Sourdough Discard Pretzels

DO NOT use diastatic malt for the wash. It made them taste like brewing malt. But the texture was good, the pretzels for very soft/chewy inside, but the outside wasn't dark and didn't have the pretzel flavor. Try sugar or baking soda bath. When making buns, push them down as they rise up and form a ball.

12 Pretzels - [ ] is 1/3rd of recipe. This made 5 pretty small pretzels/pretzel buns; use normal amount

  • [66 g] - 3/4 cup + 2 tablespoons (198g) water

  • ]75.6 g] - 1 cup (227g) sourdough starter, unfed/discard

  • [120 g] - 3 cups (360g) King Arthur Unbleached Bread Flour

  • [9 g] 1/4 cup (28g) King Arthur Baker's Special Dry Milk or nonfat dry milk

  • [6 g] - 2 tablespoons (18g) non-diastatic malt powder or 1 tablespoon (14g) granulated sugar

  • [⅓ tsp] - 1 tablespoon butter or vegetable oil

  • [3 g] - 1 1/2 teaspoons (9g) salt

  • [⅔ tsp] - 2 teaspoons instant yeast

  • Topping - Try sugar or baking soda bath.

  • [3 g] - 1 tsp - 1 tablespoon granulated sugar or non-diastatic malt powder

  • [9 g] - 2 tablespoons (28g) water

  • pretzel salt

  • 2 tablespoons (28g) melted butter, optional

  1. Line a baking sheet with parchment paper. Spray cooking spray.

  2. Mix and knead the dough ingredients — by hand, mixer, or bread machine — to make a cohesive, fairly smooth dough. It should be slightly sticky; if it seems dry, knead in an additional tablespoon or two of water. (Kneading by hand for about 5 mins worked okay; try mixer next time).

  3. Cover the dough and let it rest for 45 minutes. It will rise minimally.

  4. Preheat the oven to 350°F.

  5. Turn the dough out onto a lightly greased work surface, fold it over a few times to gently deflate it, then divide it into 12 pieces, each weighing about 2 1/4 to 2 1/2 ounces.

  6. Roll each piece of dough into an 18" rope.

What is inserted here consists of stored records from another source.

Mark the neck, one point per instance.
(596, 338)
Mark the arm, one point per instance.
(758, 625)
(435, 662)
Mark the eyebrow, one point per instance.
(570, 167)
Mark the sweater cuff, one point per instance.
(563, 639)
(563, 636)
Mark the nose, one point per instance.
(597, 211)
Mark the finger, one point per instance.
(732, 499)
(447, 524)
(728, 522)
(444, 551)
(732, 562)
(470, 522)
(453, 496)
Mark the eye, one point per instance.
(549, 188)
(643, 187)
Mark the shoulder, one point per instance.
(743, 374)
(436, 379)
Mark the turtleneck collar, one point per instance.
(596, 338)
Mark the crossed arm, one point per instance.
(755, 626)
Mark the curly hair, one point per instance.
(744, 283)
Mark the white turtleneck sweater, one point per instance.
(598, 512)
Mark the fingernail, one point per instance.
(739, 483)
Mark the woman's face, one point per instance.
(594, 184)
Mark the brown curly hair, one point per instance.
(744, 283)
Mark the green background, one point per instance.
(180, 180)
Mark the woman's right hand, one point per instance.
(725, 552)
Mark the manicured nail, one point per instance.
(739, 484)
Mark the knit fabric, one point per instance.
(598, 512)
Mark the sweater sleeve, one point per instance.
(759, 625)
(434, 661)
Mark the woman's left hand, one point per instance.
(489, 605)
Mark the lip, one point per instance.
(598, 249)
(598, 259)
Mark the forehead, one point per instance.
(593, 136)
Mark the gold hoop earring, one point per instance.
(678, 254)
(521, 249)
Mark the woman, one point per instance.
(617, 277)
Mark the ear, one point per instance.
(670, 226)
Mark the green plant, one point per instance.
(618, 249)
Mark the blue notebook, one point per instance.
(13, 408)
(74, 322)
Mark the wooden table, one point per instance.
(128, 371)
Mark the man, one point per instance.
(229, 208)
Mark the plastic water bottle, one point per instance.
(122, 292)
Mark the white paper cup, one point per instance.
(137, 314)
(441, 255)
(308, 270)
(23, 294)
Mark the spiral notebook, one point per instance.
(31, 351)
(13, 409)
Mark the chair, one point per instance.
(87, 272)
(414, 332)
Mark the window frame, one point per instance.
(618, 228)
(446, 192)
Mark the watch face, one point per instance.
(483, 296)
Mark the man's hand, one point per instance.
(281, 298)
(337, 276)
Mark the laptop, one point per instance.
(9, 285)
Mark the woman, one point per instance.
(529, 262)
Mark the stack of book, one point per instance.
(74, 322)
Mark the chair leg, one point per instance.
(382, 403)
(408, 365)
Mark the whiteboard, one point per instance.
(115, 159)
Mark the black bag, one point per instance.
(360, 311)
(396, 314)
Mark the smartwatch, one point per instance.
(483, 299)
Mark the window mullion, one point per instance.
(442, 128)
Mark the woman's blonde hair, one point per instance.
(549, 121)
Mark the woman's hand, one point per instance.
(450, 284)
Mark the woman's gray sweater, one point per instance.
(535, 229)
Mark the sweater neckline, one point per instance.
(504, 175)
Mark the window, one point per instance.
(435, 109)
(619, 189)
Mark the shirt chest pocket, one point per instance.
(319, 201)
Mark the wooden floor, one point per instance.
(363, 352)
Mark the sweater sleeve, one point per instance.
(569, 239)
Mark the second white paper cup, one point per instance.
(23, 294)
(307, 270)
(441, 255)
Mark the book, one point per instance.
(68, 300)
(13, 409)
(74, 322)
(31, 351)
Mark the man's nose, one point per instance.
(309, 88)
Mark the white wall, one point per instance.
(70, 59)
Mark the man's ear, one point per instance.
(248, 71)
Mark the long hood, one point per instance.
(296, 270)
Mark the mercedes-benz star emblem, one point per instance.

Shape each rope into a pretzel.

  7. Dissolve the malt in the water. Brush the pretzels with the solution, and sprinkle lightly with coarse pretzel salt.

  8. Bake the pretzels for 25 to 30 minutes, until they're a light golden brown. Note: This is correct; there's no need to let the shaped pretzels rise before baking.

  9. Remove the pretzels from the oven, and brush with melted butter.